Artikel 3.18.5 Hoogte van de subsidie

  • 1.

    De totale subsidie inclusief geldlening op grond van deze regeling bedraagt maximaal 50% van de subsidiabele kosten, waarvan de subsidie voor de onrendabele top maximaal 35% bedraagt, met een maximum van € 2,5 miljoen per warmtenetproject.

    Toelichting: De totale overheidsbijdrage bedraagt niet meer dan de toegestane steunintensiteit van artikel 46 van de AGVV. De totale overheidsbijdrage is inclusief een eventuele bijdrage vanuit EFO, het Rijk, Europese instanties of andere publiekrechtelijke rechtspersonen, openbare lichamen of daaraan gelieerde instellingen.

  • 2.

    De subsidie bedraagt niet meer dan het verschil tussen de in aanmerking komende investeringskosten en de exploitatiewinst van de investering.
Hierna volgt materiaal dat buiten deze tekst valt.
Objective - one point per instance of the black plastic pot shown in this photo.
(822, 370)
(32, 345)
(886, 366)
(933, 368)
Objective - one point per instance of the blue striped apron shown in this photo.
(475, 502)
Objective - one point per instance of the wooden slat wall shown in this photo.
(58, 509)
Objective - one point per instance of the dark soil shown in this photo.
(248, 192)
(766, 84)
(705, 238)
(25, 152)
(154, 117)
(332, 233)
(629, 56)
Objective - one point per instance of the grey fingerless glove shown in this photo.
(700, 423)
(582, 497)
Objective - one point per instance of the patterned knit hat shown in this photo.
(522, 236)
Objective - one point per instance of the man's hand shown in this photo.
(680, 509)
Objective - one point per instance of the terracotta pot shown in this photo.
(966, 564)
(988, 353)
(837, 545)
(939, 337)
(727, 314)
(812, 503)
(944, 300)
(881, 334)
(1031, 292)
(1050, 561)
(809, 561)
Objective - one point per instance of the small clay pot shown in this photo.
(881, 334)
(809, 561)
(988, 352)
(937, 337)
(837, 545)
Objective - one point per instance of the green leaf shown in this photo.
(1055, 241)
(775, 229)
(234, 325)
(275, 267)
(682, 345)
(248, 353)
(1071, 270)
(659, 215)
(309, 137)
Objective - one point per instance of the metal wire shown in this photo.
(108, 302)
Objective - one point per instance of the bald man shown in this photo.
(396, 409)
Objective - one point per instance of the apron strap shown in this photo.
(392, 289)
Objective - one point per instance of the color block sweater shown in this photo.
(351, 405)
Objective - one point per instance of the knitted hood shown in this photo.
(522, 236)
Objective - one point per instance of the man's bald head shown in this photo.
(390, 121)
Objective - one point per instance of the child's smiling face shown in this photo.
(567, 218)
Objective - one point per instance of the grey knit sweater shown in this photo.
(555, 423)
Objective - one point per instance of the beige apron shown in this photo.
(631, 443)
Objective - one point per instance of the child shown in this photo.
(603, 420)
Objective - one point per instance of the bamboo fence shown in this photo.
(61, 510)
Artikel 3.18.6 Subsidiabele kosten

Overeenkomstig artikel 1.1.5 zijn de volgende kosten subsidiabel:

  • a.

    de investeringskosten van het distributienetwerk;

  • b.

    de bijkomende investeringskosten voor de productielocatie. Dit zijn de bijkomende kosten die in vergelijking met een conventionele productielocatie nodig zijn voor de bouw, uitbreiding en renovatie van één of meer productie-eenheden om deze als een energie-efficiënt stadsverwarmings- of stadskoelingssysteem te kunnen exploiteren.

Artikel 3.18.7 Niet subsidiabele kosten

In aanvulling op artikel 1.1.6 zijn de volgende kosten niet subsidiabel:

  • a.

    proceskosten, waaronder kosten voor administratie en toezicht;

  • b.

    kosten die gemaakt worden ten behoeve van het verwarmingsnet;

  • c.

    kosten die anderszins al vergoed zijn o.a. door het Rijk, door andere publiekrechtelijke rechtspersonen of openbare lichamen dan wel de daaraan gelieerde instellingen of door de Europese Commissie.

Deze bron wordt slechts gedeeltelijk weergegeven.